YOU GET WHAT YOU PUT IN. If you want to find a pearl, you have to dig. Many business travelers are just too busy. Still, if you can invest the time, one of your first stops should be the Business Travel Center at TripAdvisor.com, which features other road warriors' advice from first-person experience. To some extent, I like to think I can be my own trip advisor. So whenever I visit a city afoot, and assuming I can fit it into my schedule, I like to swing by a good-looking hotel and take a spin through the lobby. Those I can't investigate, I make a note to myself to check on next time.
KNOW YOURSELF. What do you really want in a hotel room? Look in the mirror and ask yourself to be honest. What about those other services? Where does proximity figure into your equation? Does it have free wireless Internet access? (You'll be surprised how many properties still charge for it; sometimes it's disguised as a "resort fee.") How about complimentary breakfast? (This is a biggie for me, but might not be for you.) Valet parking? (Not so important.) Some properties have a concierge floor that offers tons of perks. Even if you don't book a room on that floor, your concierge is perhaps your hotel's biggest moneysaving resource, with advice on restaurants, car services, shopping, sightseeing, shows—and they often have coupons to many of those destinations. It bears repeating: loyalty matters. Hotels, especially the good ones, know that repeat customers are their bread and butter. If someone recognizes you at the front desk or can see you've stayed there a few times, you're way more likely to get room upgrades, special rate offers, and so on. The personal touch goes a long way.
CONSIDER THE FULL PICTURE. To honestly assess which property is the one for you, you need to calculate all the features that count and see how they compare. For example, what about your hotel's business center? Is it a real resource with a knowledgeable and handy staff that can help you get those last-minute tasks done on time? Or is it merely an unstaffed space with a phone and a couple of old PCs? Along with the hotel's "inside" costs/savings, don't overlook the all-important outside costs/savings. So, if you are staying at some distance from your meeting site to save money, you need to factor in your commuting costs to come and go from that site. Overall, I find that the best way to capitalize a business trip is to make sure my agenda is full. There is always someone who deserves a visit, a lunch, or a colleague in town who's worth an internal one-on-one. It doesn't save money or time, but in so doing your investment of time advances your business objectives and perhaps you learn something in the process.

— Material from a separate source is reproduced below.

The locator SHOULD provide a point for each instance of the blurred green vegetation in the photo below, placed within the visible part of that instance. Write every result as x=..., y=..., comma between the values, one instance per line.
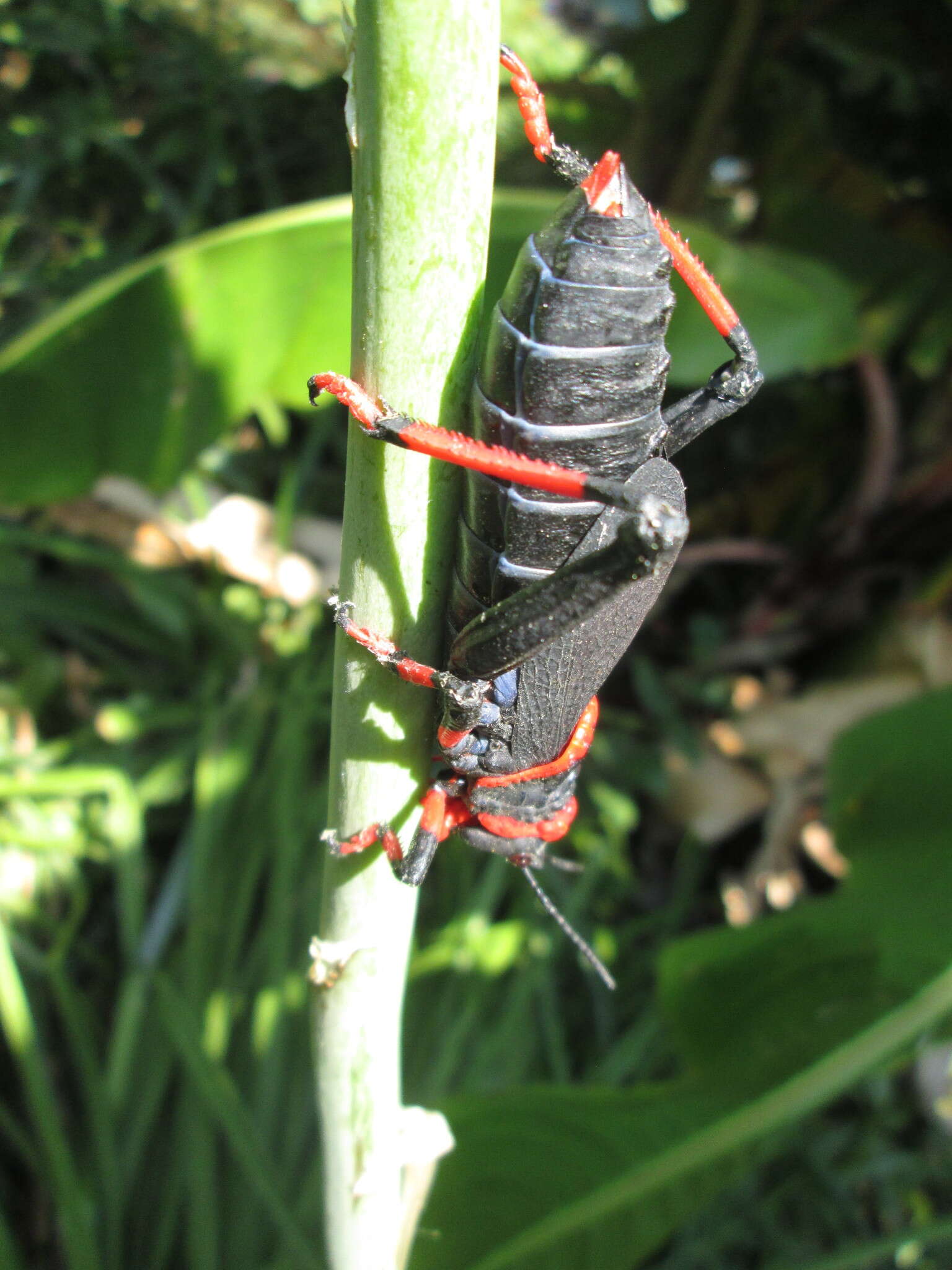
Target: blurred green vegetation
x=163, y=729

DON'T BE AFRAID TO ASK. Once I've arrived at my hotel, my first priority is to check on what upgrades are available. But you do have to ask. Once you check in, be sure to inspect your room before you unpack. Before I do anything, I always run down a quick checklist. I make sure the a/c (or heat) actually works. Are the linens clean? What about the bathroom? Is the room near the ice machine or a noisy elevator? Did they put me next to the bar when I'm planning an early snooze because I have to be up at the crack of dawn? Maybe I specified nonsmoking and they put me in a room that is obviously not. Whatever the reason for dissatisfaction, real road warriors won't hesitate to request another room.
One other thing. if you know you're going to arrive at the hotel late, make sure you guarantee the room to your credit card. Whatever happens, you know you'll have a place to sleep when you finally arrive.